Report finds design flaws at Washington nuclear waste facility
A team of experts warned the Department of Energy about several potential design flaws in a new Washington state nuclear waste treatment site as recently as last year, according to a leaked report.
The 2014 study, released by a group opposed to the treatment plant, found up to 362 “significant design vulnerabilities” at the Hanford nuclear waste treatment site.
{mosads}The shortcomings ranged from inadequate equipment design and waste control requirements to substandard safety and hygiene requirements for workers.

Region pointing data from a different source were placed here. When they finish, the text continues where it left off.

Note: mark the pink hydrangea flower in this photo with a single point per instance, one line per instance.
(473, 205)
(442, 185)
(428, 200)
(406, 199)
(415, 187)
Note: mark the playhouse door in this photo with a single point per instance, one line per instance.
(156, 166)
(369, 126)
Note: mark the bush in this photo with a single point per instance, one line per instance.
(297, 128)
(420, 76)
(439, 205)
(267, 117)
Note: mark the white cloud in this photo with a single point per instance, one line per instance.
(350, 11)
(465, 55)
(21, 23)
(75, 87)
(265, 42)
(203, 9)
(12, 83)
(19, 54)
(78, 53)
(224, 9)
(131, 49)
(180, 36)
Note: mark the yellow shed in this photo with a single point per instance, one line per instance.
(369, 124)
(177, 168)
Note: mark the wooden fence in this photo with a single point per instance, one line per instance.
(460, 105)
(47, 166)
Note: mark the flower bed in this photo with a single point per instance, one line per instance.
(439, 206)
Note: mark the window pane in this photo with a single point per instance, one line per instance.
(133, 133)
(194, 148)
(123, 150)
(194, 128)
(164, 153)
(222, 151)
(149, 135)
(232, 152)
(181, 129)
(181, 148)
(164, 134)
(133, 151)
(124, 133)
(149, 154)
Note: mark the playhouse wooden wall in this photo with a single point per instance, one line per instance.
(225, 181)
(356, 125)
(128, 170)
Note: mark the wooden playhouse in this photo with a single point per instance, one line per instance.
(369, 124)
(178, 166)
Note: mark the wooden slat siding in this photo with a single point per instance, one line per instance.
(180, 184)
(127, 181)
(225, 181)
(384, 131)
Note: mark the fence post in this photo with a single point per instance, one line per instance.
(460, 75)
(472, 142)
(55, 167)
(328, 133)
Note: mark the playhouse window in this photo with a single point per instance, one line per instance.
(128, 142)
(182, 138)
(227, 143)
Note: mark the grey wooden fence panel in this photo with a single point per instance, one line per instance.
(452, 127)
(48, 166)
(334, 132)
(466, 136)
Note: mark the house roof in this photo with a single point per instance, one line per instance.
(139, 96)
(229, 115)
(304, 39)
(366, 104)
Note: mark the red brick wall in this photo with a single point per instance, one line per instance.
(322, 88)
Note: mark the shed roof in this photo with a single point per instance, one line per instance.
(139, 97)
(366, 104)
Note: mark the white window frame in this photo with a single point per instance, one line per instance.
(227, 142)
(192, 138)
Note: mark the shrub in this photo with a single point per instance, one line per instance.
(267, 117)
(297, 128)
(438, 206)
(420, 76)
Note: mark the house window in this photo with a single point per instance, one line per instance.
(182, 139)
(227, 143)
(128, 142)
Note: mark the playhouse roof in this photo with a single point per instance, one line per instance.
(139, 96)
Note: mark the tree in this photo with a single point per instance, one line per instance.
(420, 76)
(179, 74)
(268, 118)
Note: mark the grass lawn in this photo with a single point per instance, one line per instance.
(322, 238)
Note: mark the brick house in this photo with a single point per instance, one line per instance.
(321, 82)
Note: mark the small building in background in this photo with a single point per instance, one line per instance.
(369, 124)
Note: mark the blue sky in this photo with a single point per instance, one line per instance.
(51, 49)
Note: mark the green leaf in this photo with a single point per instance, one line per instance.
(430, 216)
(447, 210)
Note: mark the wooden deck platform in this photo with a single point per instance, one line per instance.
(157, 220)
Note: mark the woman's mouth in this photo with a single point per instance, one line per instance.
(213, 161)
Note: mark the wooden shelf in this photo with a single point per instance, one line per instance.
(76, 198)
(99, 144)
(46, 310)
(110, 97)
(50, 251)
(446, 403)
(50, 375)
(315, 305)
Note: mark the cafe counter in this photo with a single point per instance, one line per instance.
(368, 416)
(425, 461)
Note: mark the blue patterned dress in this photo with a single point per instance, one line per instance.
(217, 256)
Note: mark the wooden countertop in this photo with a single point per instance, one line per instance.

A group of outside experts conducted the survey, according to the report, which was filed to the DOE.
“Unless resolved in a timely manner, these vulnerabilities are expected to result in unacceptable risk to the overall project,” the report stated.
Hanford Challenge, a group working against the treatment facility, called the report “alarming and indicative of a safety-last culture.”
“This plant is so riddled with design, quality indeterminate, nuclear safety and worker health threats that it is hard to see how this plant could ever open without very significant and expensive rework,” Hanford Challenge Executive Director Tom Carpenter said in a statement.
Hanford’s Low-Activity Waste Facility is designed to convert the former nuclear plant’s radioactive waste into a safer, more storable product.
The DOE is behind the Hanford project, and an agency spokesperson has defended it in light of the report.
“The Department is committed to designing, building and safely operating” the facility,” a spokeswoman told The Washington Post. She said the report was a “very early draft” and had incorrect facts.
“While the draft report has not been finalized, it does not identify any unknown major technical issues with the Low Activity Waste Facility.”
The report was leaked by an engineer working at the facility, according to Hanford Challenge. In a statement released by the group, the whistleblower said he or she is “deeply concerned about the safety culture” at the facility.
“Some of the issues, if not resolved, will result in millions of dollars of cost to the taxpayer, and could possibly result in injuries to the future workers,” the source said. “This is simply unacceptable.”